Es gibt Fortsetzungen, die man sich wünscht, und solche, auf die man eigentlich gar nicht vorbereitet ist. „28 Years Later: The Bone Temple“ gehört zur zweiten Kategorie und das ist durchaus als Kompliment gemeint. Wer den Vorgänger kannte, wusste bereits, dass hier nicht mit Watte geworfen wird. Doch was Regisseurin Nia DaCosta und Drehbuchautor Alex Garland aus diesem neuen Kapitel gemacht haben, setzt noch einmal eine ganz eigene Note.
Direkt rein, kein Aufwärmen
Die Geschichte knüpft unmittelbar an den Vorgänger an. Dr. Kelson, gespielt von einem in Bestform aufspielenden Ralph Fiennes, gerät in eine Beziehung, die er so nicht kommen sah und die Konsequenzen daraus treffen nicht nur ihn persönlich, sondern destabilisieren das, was von der bekannten Welt noch übrig ist. Parallel dazu erlebt der junge Spike eine Begegnung mit dem undurchsichtigen Jimmy Crystal, die sich schnell als etwas entpuppt, das man lieber im Schlaf erlebt hätte als im Wachleben. Das Virus?
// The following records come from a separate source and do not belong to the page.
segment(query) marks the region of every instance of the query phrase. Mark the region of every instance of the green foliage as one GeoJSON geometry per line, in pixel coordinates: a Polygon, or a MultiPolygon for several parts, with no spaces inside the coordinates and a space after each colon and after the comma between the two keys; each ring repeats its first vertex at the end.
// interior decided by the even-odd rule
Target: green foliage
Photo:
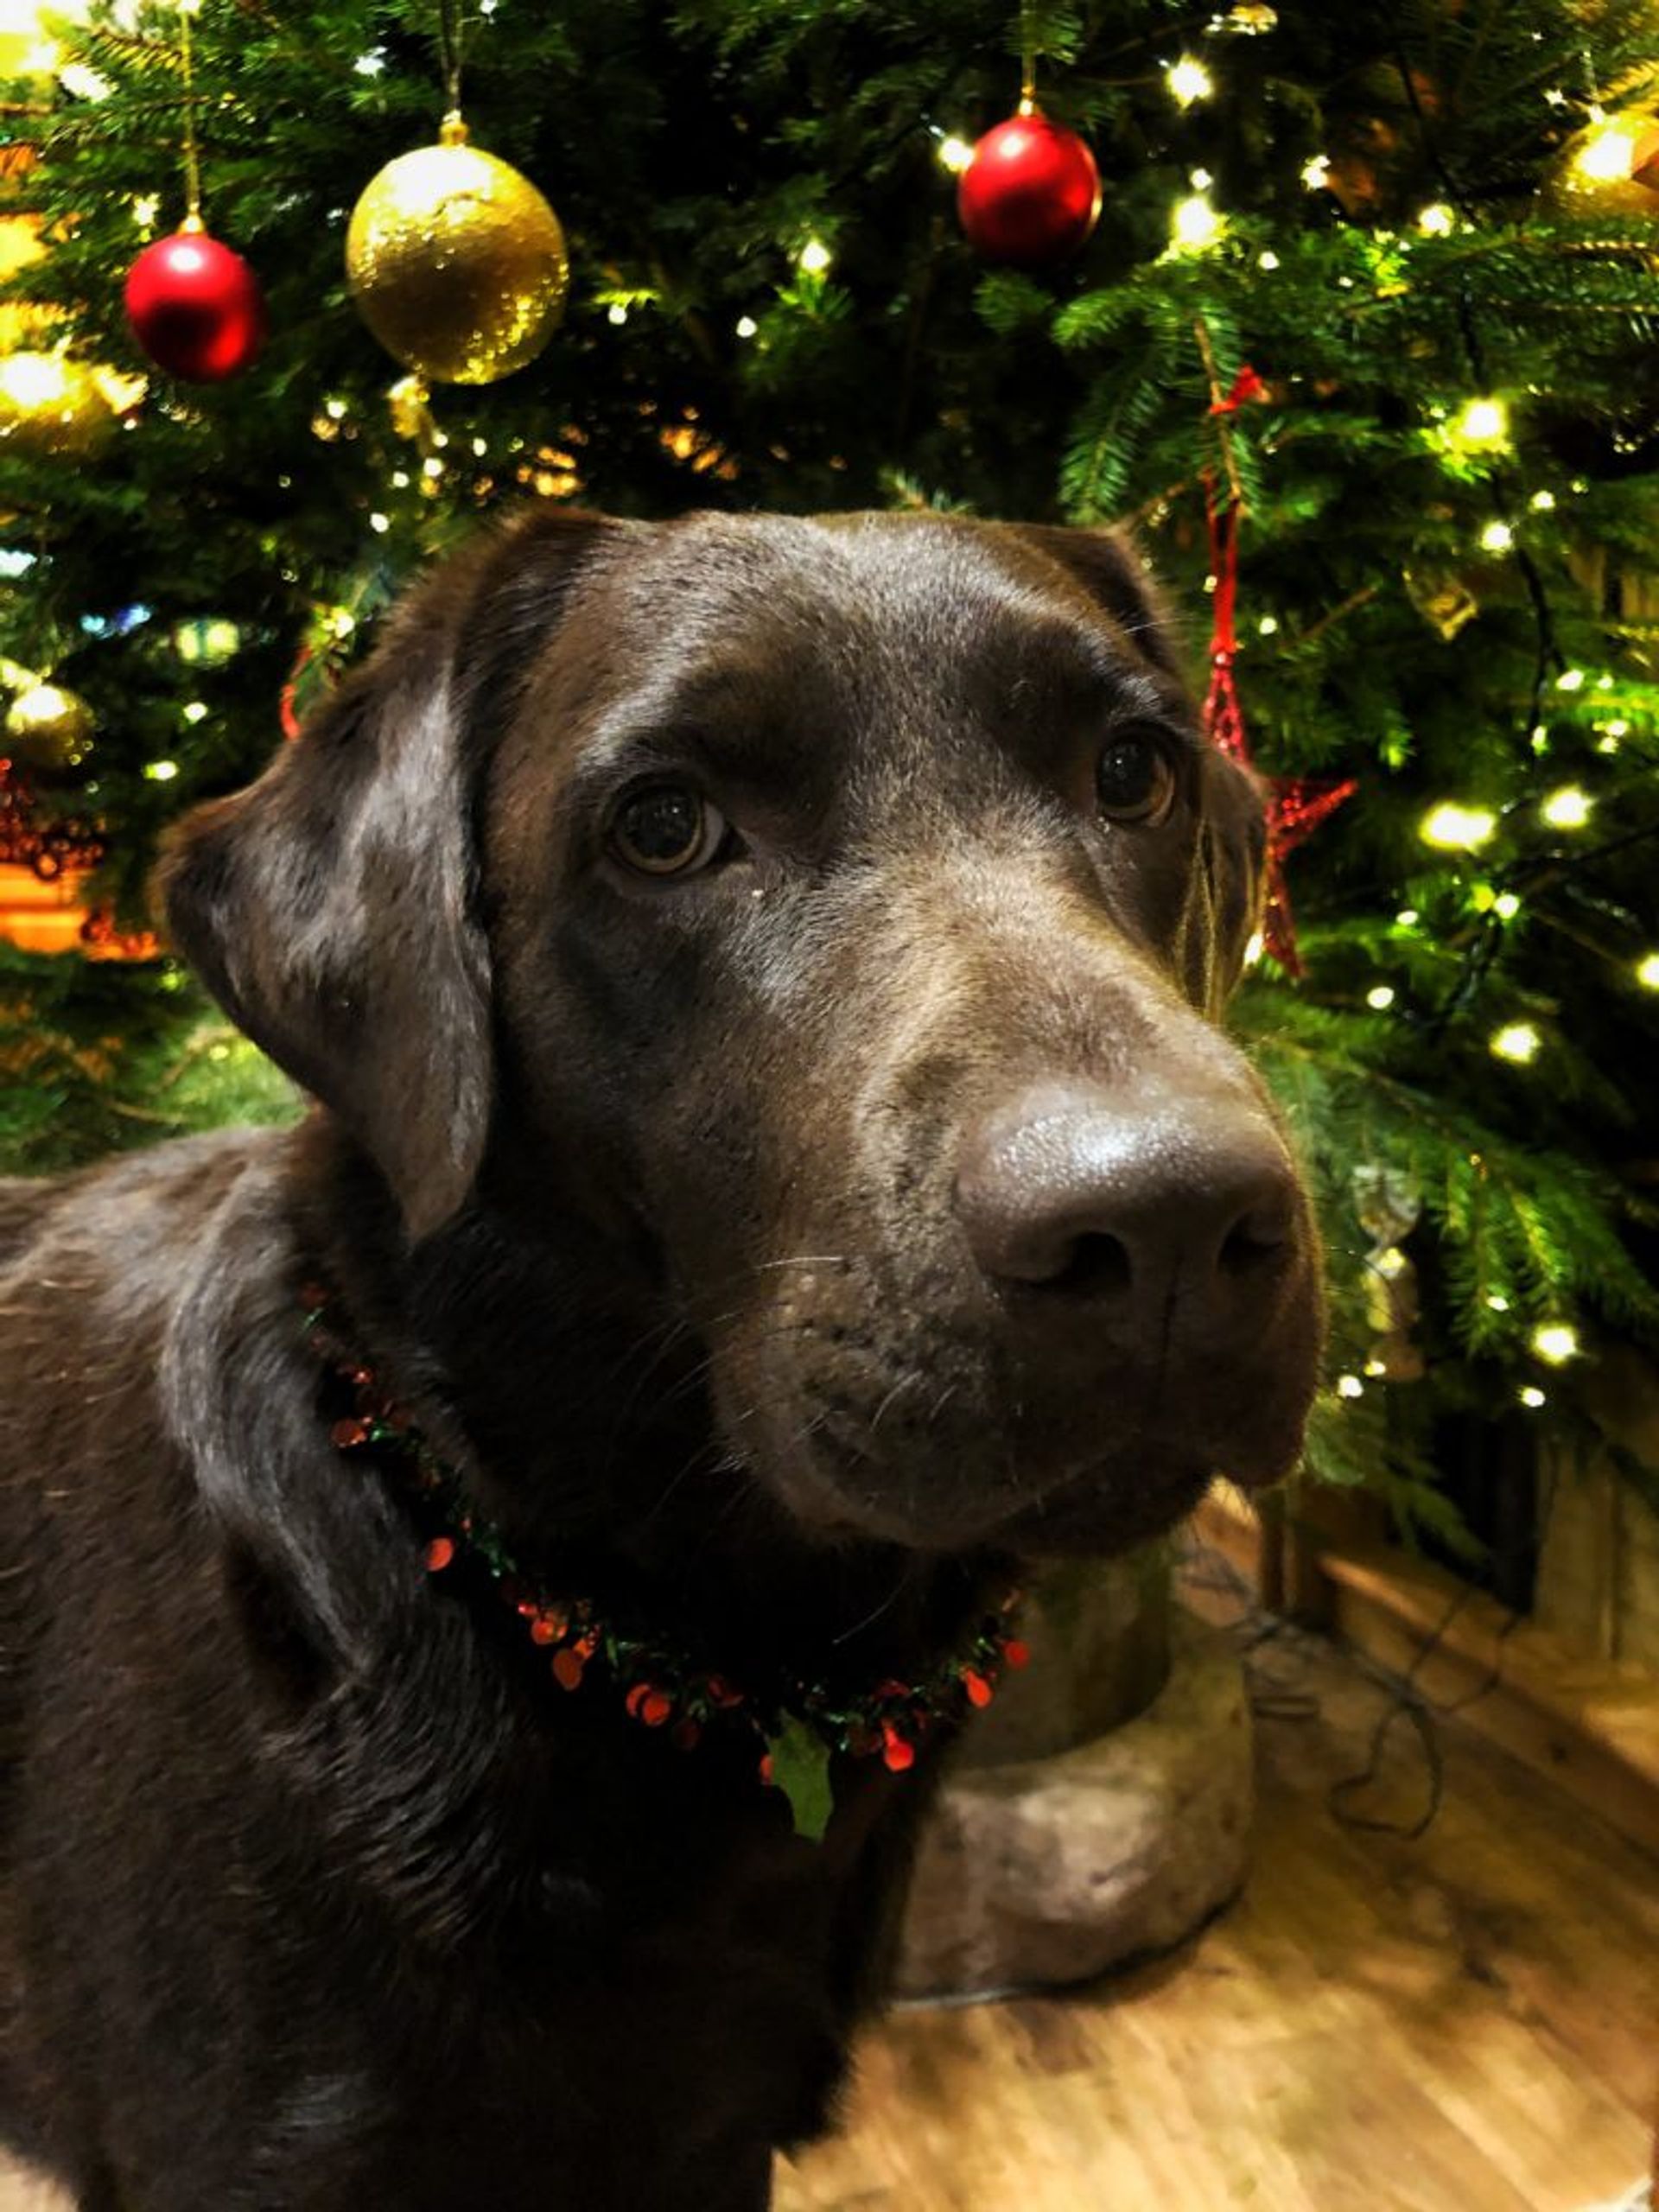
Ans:
{"type": "MultiPolygon", "coordinates": [[[[505,502],[1128,516],[1190,610],[1201,677],[1204,480],[1230,472],[1260,763],[1360,785],[1292,863],[1307,980],[1268,963],[1241,1008],[1318,1186],[1333,1377],[1363,1376],[1372,1331],[1354,1167],[1398,1171],[1424,1215],[1427,1379],[1323,1402],[1312,1464],[1385,1483],[1444,1534],[1438,1413],[1496,1416],[1541,1383],[1538,1417],[1564,1430],[1573,1372],[1537,1365],[1532,1330],[1659,1324],[1659,994],[1635,972],[1659,949],[1659,279],[1650,215],[1560,188],[1586,42],[1589,72],[1634,97],[1659,82],[1659,34],[1648,0],[1593,18],[1285,0],[1256,36],[1235,14],[1030,11],[1044,103],[1090,135],[1105,213],[1073,263],[1022,274],[976,262],[936,159],[1013,106],[1010,0],[501,0],[474,24],[466,106],[564,219],[570,311],[518,377],[441,393],[448,443],[423,452],[394,430],[397,372],[340,246],[361,185],[434,135],[435,9],[207,0],[208,213],[264,276],[271,340],[228,385],[152,377],[87,465],[0,453],[0,654],[96,707],[91,782],[48,798],[96,805],[130,912],[165,822],[276,742],[301,649],[303,709],[401,578],[505,502]],[[1185,110],[1163,73],[1183,51],[1216,84],[1185,110]],[[1177,247],[1198,171],[1219,227],[1177,247]],[[827,270],[801,266],[809,239],[827,270]],[[1224,392],[1248,363],[1264,395],[1212,416],[1205,346],[1224,392]],[[1465,435],[1477,398],[1507,436],[1465,435]],[[239,633],[212,666],[178,644],[204,617],[239,633]],[[158,760],[176,778],[148,777],[158,760]],[[1582,827],[1551,819],[1568,786],[1592,802],[1582,827]],[[1478,849],[1425,842],[1448,801],[1491,815],[1478,849]],[[1496,1057],[1522,1024],[1535,1057],[1496,1057]]],[[[56,239],[14,289],[129,370],[134,201],[180,212],[175,25],[147,0],[102,9],[73,36],[108,96],[60,86],[7,125],[43,150],[13,189],[56,239]]],[[[188,1057],[209,1033],[165,971],[48,976],[10,985],[39,1047],[5,1047],[13,1163],[211,1114],[193,1071],[241,1080],[234,1053],[188,1057]],[[122,1040],[107,1066],[91,1037],[122,1040]]]]}
{"type": "Polygon", "coordinates": [[[292,1121],[298,1093],[171,961],[0,945],[0,1158],[62,1173],[226,1122],[292,1121]]]}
Ja, das ist auch noch da und diesmal in einer neuen, noch gefährlicheren Form. Aber ehrlich gesagt ist das Virus fast schon Nebensache. Denn die eigentliche Frage, die der Film stellt, ist eine, die unter die Haut geht. Was richtet der Mensch an, wenn alle Regeln gefallen sind? „28 Years Later: The Bone Temple“ überzeugt dabei vor allem auch mit der starken Besetzung. Ralph Fiennes trägt diesen Film auf eine Art, die zeigt, warum er zu den besten seines Fachs gehört. Seine Figur ist komplex, nicht eindeutig sympathisch, aber fesselnd bis zur letzten Szene.
Tiefer als er aussieht
Jack O'Connell bringt indes als Jimmy Crystal eine Energie mit, die den Raum ausfüllt, sobald er auftritt und Alfie Williams hält dagegen. Dazu kommen Erin Kellyman und Chi Lewis-Parry. Dann ist da noch die Atmosphäre. Nia DaCosta, die mit „Candyman“ bereits gezeigt hat, dass sie Horror ernst nimmt, inszeniert „The Bone Temple“ mit einer Konsequenz, die sich schon in den ersten Minuten festsetzt. Der Einstieg ist hart, unvermittelt und lässt keine Zeit zum Durchatmen. Wer hofft, der Film nehme sich erstmal eine gemütliche Anlaufphase – Fehlanzeige.
Das Tempo ist von Beginn an gesetzt, und der Film weicht davon auch so gar nicht ab. Was „28 Years Later: The Bone Temple“ von vielen anderen Genre-Fortsetzungen unterscheidet, ist der ernsthafte Umgang mit seinem Stoff. „The Bone Temple“ will nicht nur schocken, er stellt Fragen, die sich nicht so leicht abschütteln lassen. Wie weit geht jemand, um zu überleben? Wer zieht eigentlich noch Grenzen, wenn keine Strukturen mehr existieren? Die Infizierten sind nämlich längst nicht das Bedrohlichste an dieser Welt.
Kein Film für entspannte Fernsehabende
„28 Years Later: The Bone Temple“ ist letztendlich kein Film für entspannte Fernsehabende. Er ist anstrengend, bedrückend und an keiner Stelle bemüht, es dem Zuschauer leicht zu machen. Genau das macht ihn so sehenswert. Wer das Genre mag, wer bereit ist, sich auf einen Film einzulassen, der neben dem Schrecken auch etwas zu sagen hat, wird hier sehr gut bedient. Fiennes allein wäre schon Grund genug, aber was der Rest des Casts und DaCostas Inszenierung dazu beisteuern, macht aus „28 Years Later: The Bone Temple“ eine der stärksten Fortsetzungen, die das Genre seit Jahren gesehen hat.